The Bank of Korea Considers Linking Deposit Tokens to Public Blockchain
The Bank of Korea is exploring the possibility of connecting its deposit tokens to a public blockchain, a move that could place its state-backed digital currency in alignment with private-sector stablecoins operating on open networks.
Stablecoin Integration
The tokens being considered would be a form of stablecoin issued within the digital currency system established and maintained by the Bank of Korea, as confirmed by the bank’s Deputy Governor Lee Jong-ryeol.

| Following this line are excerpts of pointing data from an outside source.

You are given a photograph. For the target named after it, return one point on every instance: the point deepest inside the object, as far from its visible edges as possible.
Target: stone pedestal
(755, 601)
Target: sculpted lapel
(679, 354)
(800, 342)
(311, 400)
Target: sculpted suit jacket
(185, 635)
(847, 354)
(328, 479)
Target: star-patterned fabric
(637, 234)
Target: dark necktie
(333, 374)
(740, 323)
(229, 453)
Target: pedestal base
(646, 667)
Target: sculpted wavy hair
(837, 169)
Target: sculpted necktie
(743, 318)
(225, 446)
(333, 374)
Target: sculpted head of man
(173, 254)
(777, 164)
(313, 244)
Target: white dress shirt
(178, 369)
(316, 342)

This integration is part of a larger vision to have these stablecoins coexist within the digital currency ecosystem alongside stablecoins issued by private entities.

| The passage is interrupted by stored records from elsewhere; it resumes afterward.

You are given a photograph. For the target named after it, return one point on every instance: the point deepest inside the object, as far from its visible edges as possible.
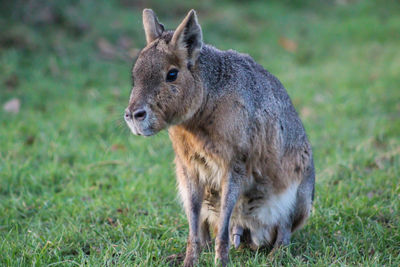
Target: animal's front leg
(192, 195)
(230, 193)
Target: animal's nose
(139, 114)
(128, 114)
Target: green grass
(76, 188)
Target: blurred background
(77, 188)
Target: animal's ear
(152, 28)
(188, 37)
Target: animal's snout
(128, 114)
(139, 114)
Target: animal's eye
(172, 75)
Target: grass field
(76, 188)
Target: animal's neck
(213, 70)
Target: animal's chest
(210, 169)
(201, 155)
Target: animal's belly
(259, 210)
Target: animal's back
(272, 140)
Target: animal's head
(167, 89)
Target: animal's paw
(175, 259)
(222, 254)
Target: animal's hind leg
(304, 198)
(282, 236)
(205, 238)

Speaking at the 8th Blockchain Leaders Club event in Seoul, Lee emphasized that this initiative is being driven from a national perspective and falls within the Bank of Korea’s mandate as a monetary and foreign exchange authority.
Hybrid System Concerns
While the proposal has sparked interest, there are concerns about how a hybrid model combining tokenized deposits with private-sector stablecoins would operate across different jurisdictions. Some experts question whether this approach truly safeguards monetary sovereignty.
Peter Chung, head of research at Presto Labs, pointed out that stablecoins on public blockchains have the ability to transcend borders, and that protecting monetary sovereignty requires more than just tweaking token design or network architecture—it involves implementing sound monetary and fiscal policies.
Global Stablecoin Impact
Deputy Governor Lee also expressed apprehension about the growing use of global stablecoins in South Korea, citing potential threats to monetary sovereignty, policy controls, financial stability, and anti-money laundering efforts. The influx of stablecoins in the country has raised red flags, with billions of dollars’ worth of digital assets being transferred abroad, a significant portion of which was in stablecoins like USDT and USDC.
Preserving Capital and Stability
Efforts to address these concerns are underway, with political leaders in South Korea exploring the idea of launching a won-backed stablecoin to reduce capital outflows and reliance on dollar-denominated tokens. The Bank of Korea is also involved in the Agora Project, a cross-border settlement system with central banks from seven countries aimed at enhancing financial stability and regulatory oversight.
Global Stablecoin Trends
Globally, the use of stablecoins continues to rise, with the total market cap now exceeding $249.6 billion. This growth underscores the increasing importance of stablecoins in the digital economy and the need for effective regulation and oversight.
As discussions around the integration of deposit tokens into a public blockchain continue, the Bank of Korea and other stakeholders will need to navigate the complexities of this evolving landscape to ensure the stability and integrity of the financial system.
Edited by Stacy Elliott.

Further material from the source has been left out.